可以看到,Dictionary在构造的时候做了以下几件事

  1. 设置size为大于容量的一个最小质数(见目录中HashHelpers源码)。
  2. 初始化int[] buckets,大小为size,用来进行Hash碰撞。
  3. 初始化Entry[] entries,大小为size,用来存储字典的内容,并且标识下一个元素的位置。

部分API

Add

public void Add(TKey key, TValue value)
{
bool modified = TryInsert(key, value, InsertionBehavior.ThrowOnExisting);
Debug.Assert(modified); // If there was an existing key and the Add failed, an exception will already have been thrown.
}

Add这里的英文注释写的很清晰,如果有一个现有的key,并且添加失败了,那么将会抛出一个异常,接下来去看TryInsert()方法。

TryInsert()过长,这里选择拆开讲解,完整版见目录。

首先,先看输入参数TryInsert(key, value, InsertionBehavior.ThrowOnExisting)

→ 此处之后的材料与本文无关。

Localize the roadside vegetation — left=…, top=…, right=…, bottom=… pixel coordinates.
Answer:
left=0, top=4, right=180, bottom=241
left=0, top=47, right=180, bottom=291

这里面keyvalue都没什么可说的,但是第三个参数可以拉出来看看。

internal enum InsertionBehavior : byte
{
None,
OverwriteExisting, // 如果存在重复Key重新赋值
ThrowOnExisting, // 如果存在重复Key抛出异常
}

这个参数将会在一会源码中看到用途,现在有个印象即可。

IEqualityComparer<TKey>? comparer = _comparer;
uint hashCode = (uint)((comparer == null) ? key.GetHashCode() : comparer.GetHashCode(key));

根据key的值或者comparer来计算hashCode

uint collisionCount = 0;
ref int bucket = ref GetBucket(hashCode);
int i = bucket - 1; // Value in _buckets is 1-based

private ref int GetBucket(uint hashCode)
{
int[] buckets = _buckets!;
#if TARGET_64BIT
return ref buckets[HashHelpers.FastMod(hashCode, (uint)buckets.Length, _fastModMultiplier)];
#else
return ref buckets[hashCode % (uint)buckets.Length];
#endif
}

根据hashCode计算出应该选择哪个桶。

接卸来大致逻辑可以简单拆成

if(comparer == null) //是否自己实现了比较器
{
if (typeof(TKey).IsValueType){} //Key是否是值类型
else{}
}
else{} //下面看这个else的内容

在具体代码内部中其实都差不多,所以这里选择看实现比较器的部分(也就是注释中说的哪个else)。

else
{
while (true)
{
// Should be a while loop https://github.com/dotnet/runtime/issues/9422
// Test uint in if rather than loop condition to drop range check for following array access
if ((uint)i >= (uint)entries.Length)
{
break;
}

if (entries[i].hashCode == hashCode && comparer.Equals(entries[i].key, key))
{
if (behavior == InsertionBehavior.OverwriteExisting)
{
entries[i].value = value;
return true;
}

if (behavior == InsertionBehavior.ThrowOnExisting)
{
ThrowHelper.ThrowAddingDuplicateWithKeyArgumentException(key);
}

return false;
}

i = entries[i].next;

collisionCount++;
if (collisionCount > (uint)entries.Length)
{
// The chain of entries forms a loop; which means a concurrent update has happened.
// Break out of the loop and throw, rather than looping forever.
ThrowHelper.ThrowInvalidOperationException_ConcurrentOperationsNotSupported();
}
}
}

内部一个死循环,这部分循环有个点是比较隐藏的,那就是如何跳出这个碰撞检测。

如果不发生碰撞冲突,int i = bucket - 1根据这个结果即可算出i=1i=-1。发生碰撞的话就要分类讨论了,具体可以看源码。当然最终跳出的方案不是返回一个值就是将ii赋值为1-1

if ((uint)i >= (uint)entries.Length)
{
break;
}

之后看这里的逻辑,在uint也就是无符号整数型下,i的大小将会是最大的,因为1-1的底层表示为1111111111111111

当然实际肯定不是八位,这里只是为了简单描述。

具体是为什么可以看一下csapp或者原码、反码、补码的知识。

在这里就出现了上面提到过的参数InsertionBehavior枚举。很明显,如果允许覆盖就覆盖,不允许就抛出异常。

int index;
if (_freeCount > 0)
{
index = _freeList;
Debug.Assert((StartOfFreeList - entries[_freeList].next) >= -1, "shouldn't overflow because `next` cannot underflow");
_freeList = StartOfFreeList - entries[_freeList].next;
_freeCount--;
}
else
{
int count = _count;
if (count == entries.Length)
{
Resize();
bucket = ref GetBucket(hashCode);
}
index = count;
_count = count + 1;
entries = _entries;
}

选择合适的位置放入数据。

freeCount和freeList在后面Remove中再说,不过同样都是为了选择位置。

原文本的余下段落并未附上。